The state may take a closer look at Medicaid beneficiaries with sickle cell disease and how contracted managed care plans provide care for them.
During an afternoon budget conference meeting, Rep. Bryan Avila offered a budget proviso to Sen. Aaron Bean. If agreed to, the change would require the Agency for Health Care Administration (AHCA) to conduct a review of the numbers of Medicaid enrollees diagnosed with the blood disorder. The analysis also would look at the subset of those who have had two or more emergency room visits or inpatient hospital admissions in a 12-month period.
The Senate has not yet agreed to accept the offer.
Avila and Bean are negotiating health care spending plans for Fiscal Year 2022-23, exchanging offers on how much to spend across the state’s programs between July 1, 2022, and June 30, 2023.
Bean said he was hopeful the chambers could have an additional meeting or two before having to ”bump up” unresolved budget issues to House Appropriations Chair Jay Trumbull and Senate Appropriations Committee Chair Kelli Stargel to resolve.
The General Appropriations Act, — the budget — is the only bill Florida lawmakers are required to pass during the annual Legislative Session.
Sickle cell is the most common inherited blood disorder. It is inherited from both parents. According to UFHealth, sickle cell disease is much more common in people of African and Mediterranean descent. It also is seen in people from South and Central America, the Caribbean and the Middle East.

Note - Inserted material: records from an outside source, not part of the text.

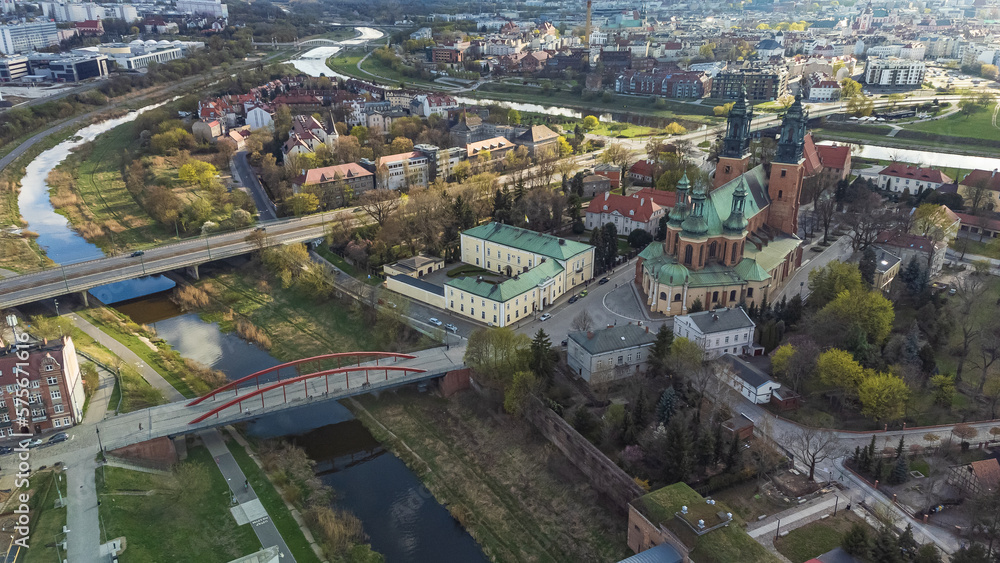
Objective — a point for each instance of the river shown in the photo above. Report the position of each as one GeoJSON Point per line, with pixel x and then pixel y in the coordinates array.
{"type": "Point", "coordinates": [56, 237]}
{"type": "Point", "coordinates": [402, 519]}
{"type": "Point", "coordinates": [926, 158]}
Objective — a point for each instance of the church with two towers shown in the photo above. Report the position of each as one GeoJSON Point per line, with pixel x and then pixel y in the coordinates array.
{"type": "Point", "coordinates": [735, 241]}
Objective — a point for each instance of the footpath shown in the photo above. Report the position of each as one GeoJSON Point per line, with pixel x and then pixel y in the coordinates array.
{"type": "Point", "coordinates": [248, 507]}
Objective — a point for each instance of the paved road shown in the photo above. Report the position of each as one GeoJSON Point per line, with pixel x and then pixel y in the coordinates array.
{"type": "Point", "coordinates": [265, 207]}
{"type": "Point", "coordinates": [266, 532]}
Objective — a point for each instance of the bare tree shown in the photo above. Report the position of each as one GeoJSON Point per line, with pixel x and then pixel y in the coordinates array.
{"type": "Point", "coordinates": [583, 321]}
{"type": "Point", "coordinates": [813, 446]}
{"type": "Point", "coordinates": [379, 204]}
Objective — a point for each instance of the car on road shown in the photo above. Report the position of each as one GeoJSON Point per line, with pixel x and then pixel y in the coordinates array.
{"type": "Point", "coordinates": [60, 437]}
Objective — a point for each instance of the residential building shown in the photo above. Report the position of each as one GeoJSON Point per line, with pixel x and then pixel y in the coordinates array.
{"type": "Point", "coordinates": [981, 189]}
{"type": "Point", "coordinates": [727, 330]}
{"type": "Point", "coordinates": [664, 83]}
{"type": "Point", "coordinates": [603, 355]}
{"type": "Point", "coordinates": [55, 388]}
{"type": "Point", "coordinates": [747, 380]}
{"type": "Point", "coordinates": [540, 268]}
{"type": "Point", "coordinates": [903, 178]}
{"type": "Point", "coordinates": [928, 253]}
{"type": "Point", "coordinates": [414, 266]}
{"type": "Point", "coordinates": [403, 171]}
{"type": "Point", "coordinates": [348, 180]}
{"type": "Point", "coordinates": [626, 213]}
{"type": "Point", "coordinates": [26, 37]}
{"type": "Point", "coordinates": [894, 71]}
{"type": "Point", "coordinates": [760, 82]}
{"type": "Point", "coordinates": [734, 241]}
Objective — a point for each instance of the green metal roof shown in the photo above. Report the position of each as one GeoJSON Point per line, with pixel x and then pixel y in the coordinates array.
{"type": "Point", "coordinates": [773, 252]}
{"type": "Point", "coordinates": [750, 270]}
{"type": "Point", "coordinates": [511, 288]}
{"type": "Point", "coordinates": [529, 241]}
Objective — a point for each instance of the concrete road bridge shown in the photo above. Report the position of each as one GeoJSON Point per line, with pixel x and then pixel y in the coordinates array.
{"type": "Point", "coordinates": [286, 386]}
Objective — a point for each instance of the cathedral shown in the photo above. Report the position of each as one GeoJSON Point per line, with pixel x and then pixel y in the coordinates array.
{"type": "Point", "coordinates": [737, 241]}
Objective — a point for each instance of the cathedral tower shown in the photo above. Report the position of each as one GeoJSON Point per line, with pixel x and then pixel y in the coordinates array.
{"type": "Point", "coordinates": [735, 155]}
{"type": "Point", "coordinates": [787, 171]}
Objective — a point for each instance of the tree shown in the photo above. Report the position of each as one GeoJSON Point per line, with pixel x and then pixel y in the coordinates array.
{"type": "Point", "coordinates": [813, 446]}
{"type": "Point", "coordinates": [583, 321]}
{"type": "Point", "coordinates": [541, 360]}
{"type": "Point", "coordinates": [883, 396]}
{"type": "Point", "coordinates": [198, 172]}
{"type": "Point", "coordinates": [379, 204]}
{"type": "Point", "coordinates": [302, 204]}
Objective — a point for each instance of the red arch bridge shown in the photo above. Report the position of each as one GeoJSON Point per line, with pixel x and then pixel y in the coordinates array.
{"type": "Point", "coordinates": [322, 378]}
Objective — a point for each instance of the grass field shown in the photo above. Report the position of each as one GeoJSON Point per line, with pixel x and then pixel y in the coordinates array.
{"type": "Point", "coordinates": [187, 512]}
{"type": "Point", "coordinates": [275, 506]}
{"type": "Point", "coordinates": [976, 126]}
{"type": "Point", "coordinates": [816, 538]}
{"type": "Point", "coordinates": [518, 496]}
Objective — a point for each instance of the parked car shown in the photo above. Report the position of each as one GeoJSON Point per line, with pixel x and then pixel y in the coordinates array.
{"type": "Point", "coordinates": [60, 437]}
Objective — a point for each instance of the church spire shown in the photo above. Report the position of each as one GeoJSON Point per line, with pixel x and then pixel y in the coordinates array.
{"type": "Point", "coordinates": [791, 145]}
{"type": "Point", "coordinates": [736, 143]}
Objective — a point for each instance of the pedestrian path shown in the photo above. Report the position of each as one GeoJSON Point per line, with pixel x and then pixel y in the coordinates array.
{"type": "Point", "coordinates": [120, 350]}
{"type": "Point", "coordinates": [248, 504]}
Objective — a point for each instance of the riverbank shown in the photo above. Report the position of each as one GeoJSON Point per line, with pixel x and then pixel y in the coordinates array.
{"type": "Point", "coordinates": [518, 496]}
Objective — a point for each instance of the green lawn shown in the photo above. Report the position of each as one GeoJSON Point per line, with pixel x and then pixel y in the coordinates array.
{"type": "Point", "coordinates": [275, 506]}
{"type": "Point", "coordinates": [976, 126]}
{"type": "Point", "coordinates": [46, 520]}
{"type": "Point", "coordinates": [187, 513]}
{"type": "Point", "coordinates": [816, 538]}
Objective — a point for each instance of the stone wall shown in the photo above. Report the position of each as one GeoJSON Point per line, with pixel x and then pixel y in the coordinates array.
{"type": "Point", "coordinates": [604, 474]}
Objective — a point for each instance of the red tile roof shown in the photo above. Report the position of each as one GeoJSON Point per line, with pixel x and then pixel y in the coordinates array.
{"type": "Point", "coordinates": [833, 156]}
{"type": "Point", "coordinates": [992, 179]}
{"type": "Point", "coordinates": [635, 207]}
{"type": "Point", "coordinates": [901, 170]}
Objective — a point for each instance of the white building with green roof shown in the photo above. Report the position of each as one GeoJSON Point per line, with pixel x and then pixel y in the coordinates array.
{"type": "Point", "coordinates": [540, 268]}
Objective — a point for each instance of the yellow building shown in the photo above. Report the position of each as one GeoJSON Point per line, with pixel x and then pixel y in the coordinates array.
{"type": "Point", "coordinates": [541, 268]}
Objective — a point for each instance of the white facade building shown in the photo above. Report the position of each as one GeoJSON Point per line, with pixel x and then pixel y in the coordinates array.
{"type": "Point", "coordinates": [894, 71]}
{"type": "Point", "coordinates": [718, 332]}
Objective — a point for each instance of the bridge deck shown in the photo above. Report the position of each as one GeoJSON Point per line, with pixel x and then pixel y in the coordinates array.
{"type": "Point", "coordinates": [174, 419]}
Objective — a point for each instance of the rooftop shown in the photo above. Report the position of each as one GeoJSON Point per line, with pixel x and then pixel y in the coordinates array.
{"type": "Point", "coordinates": [613, 338]}
{"type": "Point", "coordinates": [529, 241]}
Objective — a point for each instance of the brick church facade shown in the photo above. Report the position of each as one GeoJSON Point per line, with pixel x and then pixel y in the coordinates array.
{"type": "Point", "coordinates": [735, 241]}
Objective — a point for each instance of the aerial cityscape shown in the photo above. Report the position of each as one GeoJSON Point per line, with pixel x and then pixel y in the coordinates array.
{"type": "Point", "coordinates": [551, 281]}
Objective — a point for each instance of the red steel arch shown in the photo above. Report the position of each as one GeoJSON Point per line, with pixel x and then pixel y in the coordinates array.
{"type": "Point", "coordinates": [358, 355]}
{"type": "Point", "coordinates": [303, 379]}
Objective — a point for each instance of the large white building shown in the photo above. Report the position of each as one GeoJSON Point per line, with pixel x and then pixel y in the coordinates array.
{"type": "Point", "coordinates": [26, 37]}
{"type": "Point", "coordinates": [894, 71]}
{"type": "Point", "coordinates": [719, 332]}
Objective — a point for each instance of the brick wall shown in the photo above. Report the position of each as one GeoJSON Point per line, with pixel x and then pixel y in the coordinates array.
{"type": "Point", "coordinates": [603, 474]}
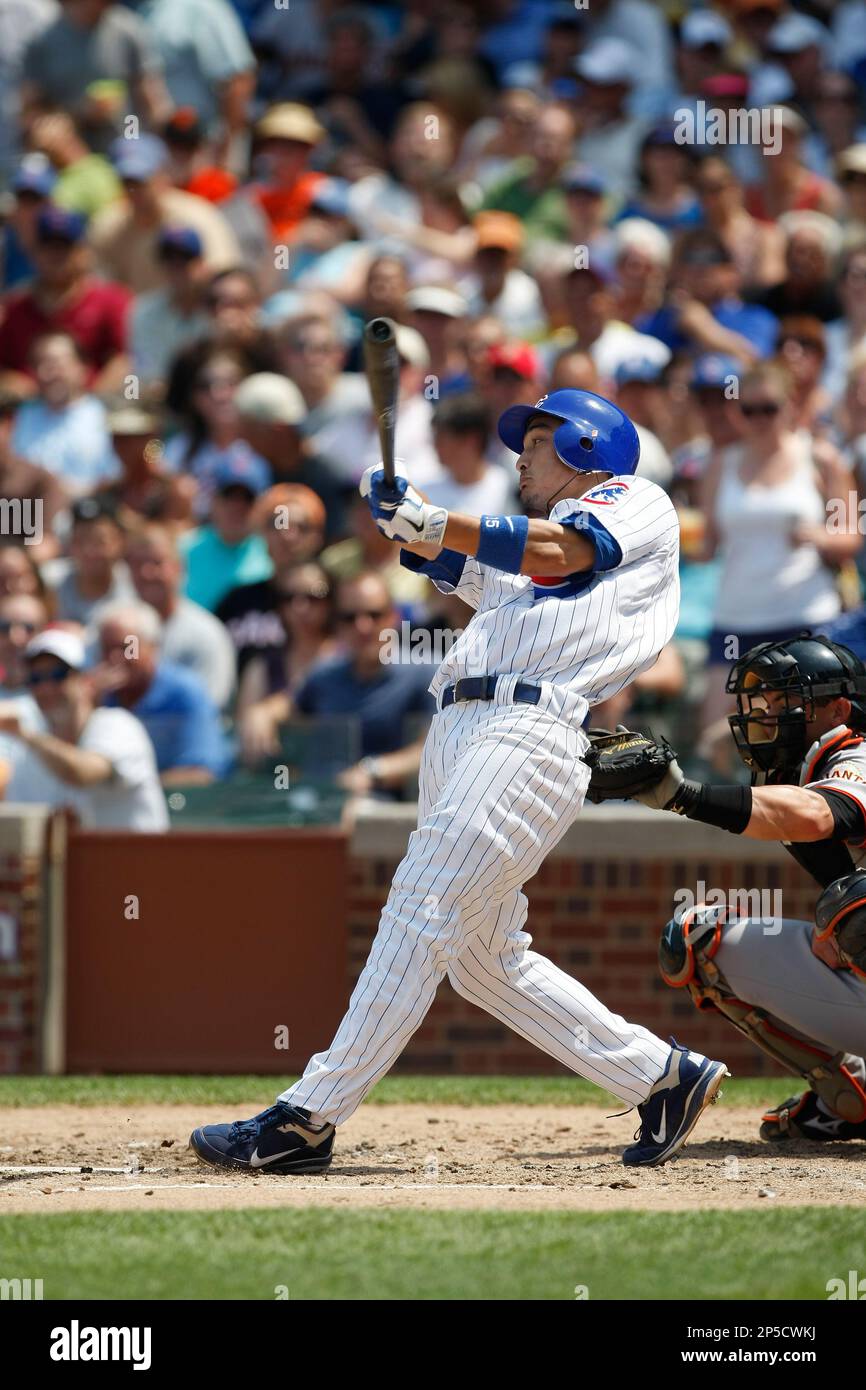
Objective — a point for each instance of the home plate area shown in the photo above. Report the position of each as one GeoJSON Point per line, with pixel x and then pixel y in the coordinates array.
{"type": "Point", "coordinates": [117, 1158]}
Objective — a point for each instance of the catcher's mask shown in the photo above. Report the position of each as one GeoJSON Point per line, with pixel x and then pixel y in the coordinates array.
{"type": "Point", "coordinates": [777, 688]}
{"type": "Point", "coordinates": [841, 913]}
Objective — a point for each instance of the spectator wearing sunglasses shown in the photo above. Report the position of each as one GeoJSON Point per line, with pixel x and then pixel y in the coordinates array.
{"type": "Point", "coordinates": [381, 698]}
{"type": "Point", "coordinates": [704, 310]}
{"type": "Point", "coordinates": [847, 335]}
{"type": "Point", "coordinates": [102, 759]}
{"type": "Point", "coordinates": [95, 571]}
{"type": "Point", "coordinates": [125, 235]}
{"type": "Point", "coordinates": [227, 551]}
{"type": "Point", "coordinates": [171, 702]}
{"type": "Point", "coordinates": [765, 499]}
{"type": "Point", "coordinates": [291, 520]}
{"type": "Point", "coordinates": [170, 317]}
{"type": "Point", "coordinates": [64, 298]}
{"type": "Point", "coordinates": [270, 680]}
{"type": "Point", "coordinates": [192, 637]}
{"type": "Point", "coordinates": [63, 426]}
{"type": "Point", "coordinates": [802, 346]}
{"type": "Point", "coordinates": [385, 698]}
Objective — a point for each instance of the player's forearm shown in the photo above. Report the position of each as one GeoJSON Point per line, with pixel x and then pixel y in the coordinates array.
{"type": "Point", "coordinates": [71, 765]}
{"type": "Point", "coordinates": [551, 548]}
{"type": "Point", "coordinates": [788, 813]}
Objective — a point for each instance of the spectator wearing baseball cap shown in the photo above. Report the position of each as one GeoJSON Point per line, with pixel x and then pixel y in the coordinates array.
{"type": "Point", "coordinates": [85, 181]}
{"type": "Point", "coordinates": [95, 571]}
{"type": "Point", "coordinates": [708, 313]}
{"type": "Point", "coordinates": [143, 487]}
{"type": "Point", "coordinates": [638, 392]}
{"type": "Point", "coordinates": [512, 377]}
{"type": "Point", "coordinates": [66, 298]}
{"type": "Point", "coordinates": [610, 135]}
{"type": "Point", "coordinates": [271, 413]}
{"type": "Point", "coordinates": [167, 320]}
{"type": "Point", "coordinates": [471, 484]}
{"type": "Point", "coordinates": [530, 189]}
{"type": "Point", "coordinates": [31, 186]}
{"type": "Point", "coordinates": [587, 296]}
{"type": "Point", "coordinates": [171, 701]}
{"type": "Point", "coordinates": [125, 235]}
{"type": "Point", "coordinates": [665, 193]}
{"type": "Point", "coordinates": [63, 426]}
{"type": "Point", "coordinates": [291, 520]}
{"type": "Point", "coordinates": [207, 60]}
{"type": "Point", "coordinates": [227, 551]}
{"type": "Point", "coordinates": [285, 139]}
{"type": "Point", "coordinates": [192, 638]}
{"type": "Point", "coordinates": [102, 759]}
{"type": "Point", "coordinates": [438, 313]}
{"type": "Point", "coordinates": [496, 284]}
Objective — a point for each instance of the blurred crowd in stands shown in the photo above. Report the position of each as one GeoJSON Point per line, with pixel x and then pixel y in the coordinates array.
{"type": "Point", "coordinates": [200, 205]}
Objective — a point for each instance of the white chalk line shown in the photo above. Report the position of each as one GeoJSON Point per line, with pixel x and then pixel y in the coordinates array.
{"type": "Point", "coordinates": [330, 1187]}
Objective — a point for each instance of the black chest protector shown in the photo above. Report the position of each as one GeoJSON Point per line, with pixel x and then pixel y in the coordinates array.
{"type": "Point", "coordinates": [823, 859]}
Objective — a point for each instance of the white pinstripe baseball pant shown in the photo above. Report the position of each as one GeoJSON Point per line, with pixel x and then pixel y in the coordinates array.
{"type": "Point", "coordinates": [499, 786]}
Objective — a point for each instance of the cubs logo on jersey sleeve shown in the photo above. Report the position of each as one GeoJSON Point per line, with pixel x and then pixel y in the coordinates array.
{"type": "Point", "coordinates": [606, 494]}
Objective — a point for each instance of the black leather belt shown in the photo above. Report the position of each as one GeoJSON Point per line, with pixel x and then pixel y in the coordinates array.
{"type": "Point", "coordinates": [484, 687]}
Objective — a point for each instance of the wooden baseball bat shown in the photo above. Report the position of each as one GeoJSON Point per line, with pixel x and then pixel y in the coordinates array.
{"type": "Point", "coordinates": [382, 370]}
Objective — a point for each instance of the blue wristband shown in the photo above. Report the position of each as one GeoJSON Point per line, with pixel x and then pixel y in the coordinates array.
{"type": "Point", "coordinates": [502, 542]}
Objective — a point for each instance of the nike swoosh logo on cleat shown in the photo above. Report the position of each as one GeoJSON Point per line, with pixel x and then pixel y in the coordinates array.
{"type": "Point", "coordinates": [270, 1158]}
{"type": "Point", "coordinates": [659, 1137]}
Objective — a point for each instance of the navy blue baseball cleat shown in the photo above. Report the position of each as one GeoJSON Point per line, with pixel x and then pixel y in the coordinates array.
{"type": "Point", "coordinates": [280, 1140]}
{"type": "Point", "coordinates": [674, 1105]}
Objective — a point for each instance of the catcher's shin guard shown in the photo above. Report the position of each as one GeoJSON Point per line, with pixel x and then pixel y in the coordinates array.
{"type": "Point", "coordinates": [685, 958]}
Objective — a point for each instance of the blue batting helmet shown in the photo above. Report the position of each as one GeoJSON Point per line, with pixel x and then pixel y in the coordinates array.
{"type": "Point", "coordinates": [594, 435]}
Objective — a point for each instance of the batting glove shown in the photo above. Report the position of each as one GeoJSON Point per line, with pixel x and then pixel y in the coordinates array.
{"type": "Point", "coordinates": [663, 792]}
{"type": "Point", "coordinates": [402, 513]}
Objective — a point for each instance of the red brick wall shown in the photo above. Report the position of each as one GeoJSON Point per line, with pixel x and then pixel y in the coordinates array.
{"type": "Point", "coordinates": [598, 919]}
{"type": "Point", "coordinates": [21, 972]}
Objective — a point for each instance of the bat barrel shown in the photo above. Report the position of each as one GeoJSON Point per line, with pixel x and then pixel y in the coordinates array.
{"type": "Point", "coordinates": [382, 370]}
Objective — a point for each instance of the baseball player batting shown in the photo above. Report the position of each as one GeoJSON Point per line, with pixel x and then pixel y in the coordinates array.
{"type": "Point", "coordinates": [572, 602]}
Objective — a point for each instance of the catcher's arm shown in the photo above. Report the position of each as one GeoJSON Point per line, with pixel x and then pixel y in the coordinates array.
{"type": "Point", "coordinates": [627, 765]}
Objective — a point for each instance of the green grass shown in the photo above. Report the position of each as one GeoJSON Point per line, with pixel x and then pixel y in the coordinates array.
{"type": "Point", "coordinates": [421, 1090]}
{"type": "Point", "coordinates": [423, 1255]}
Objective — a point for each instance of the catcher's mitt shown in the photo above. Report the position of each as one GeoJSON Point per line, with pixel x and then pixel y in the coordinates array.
{"type": "Point", "coordinates": [624, 763]}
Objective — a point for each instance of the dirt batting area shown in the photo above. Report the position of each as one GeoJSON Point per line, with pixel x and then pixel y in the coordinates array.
{"type": "Point", "coordinates": [515, 1158]}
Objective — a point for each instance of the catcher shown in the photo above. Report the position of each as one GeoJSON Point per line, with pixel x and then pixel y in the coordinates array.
{"type": "Point", "coordinates": [795, 988]}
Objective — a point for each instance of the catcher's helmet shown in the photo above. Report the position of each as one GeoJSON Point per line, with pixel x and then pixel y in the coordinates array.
{"type": "Point", "coordinates": [805, 670]}
{"type": "Point", "coordinates": [594, 435]}
{"type": "Point", "coordinates": [841, 913]}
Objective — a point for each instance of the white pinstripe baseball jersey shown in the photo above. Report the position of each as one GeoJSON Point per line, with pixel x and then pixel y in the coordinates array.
{"type": "Point", "coordinates": [587, 635]}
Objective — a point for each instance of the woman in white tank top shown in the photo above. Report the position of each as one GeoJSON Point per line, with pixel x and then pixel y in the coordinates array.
{"type": "Point", "coordinates": [766, 506]}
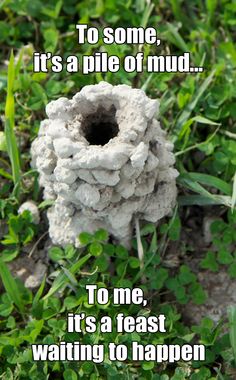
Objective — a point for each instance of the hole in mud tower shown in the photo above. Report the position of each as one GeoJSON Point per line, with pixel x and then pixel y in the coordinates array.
{"type": "Point", "coordinates": [100, 127]}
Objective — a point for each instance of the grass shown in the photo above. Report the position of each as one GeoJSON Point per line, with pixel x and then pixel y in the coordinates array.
{"type": "Point", "coordinates": [198, 113]}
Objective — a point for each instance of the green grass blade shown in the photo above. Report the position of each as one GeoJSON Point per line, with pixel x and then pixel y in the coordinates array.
{"type": "Point", "coordinates": [234, 192]}
{"type": "Point", "coordinates": [211, 181]}
{"type": "Point", "coordinates": [200, 200]}
{"type": "Point", "coordinates": [184, 116]}
{"type": "Point", "coordinates": [232, 329]}
{"type": "Point", "coordinates": [10, 286]}
{"type": "Point", "coordinates": [177, 39]}
{"type": "Point", "coordinates": [62, 279]}
{"type": "Point", "coordinates": [12, 148]}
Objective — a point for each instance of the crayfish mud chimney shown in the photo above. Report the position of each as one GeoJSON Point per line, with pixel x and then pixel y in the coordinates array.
{"type": "Point", "coordinates": [104, 160]}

It is called sickle cell because red blood cells become crescent-shaped. That causes frequent infections, swelling in the hands and legs, pain, severe tiredness and delayed growth or puberty.
The proviso language requires the agency to provide detailed information on sickle cell patients, including age and population demographics, health care utilization patterns and expenditures for all pharmaceutical and medical services provided. The analysis also must include the number of clinic treatment programs that managed care plans contract with to coordinate care for Medicaid enrollees with sickle cell disease.
The agency would be required to submit a report by Feb. 1, 2023. That report would go to the Governor, legislative leaders, the Florida Department of Health Office of Minority Health and Health Equity and the Rare Disease Advisory Council.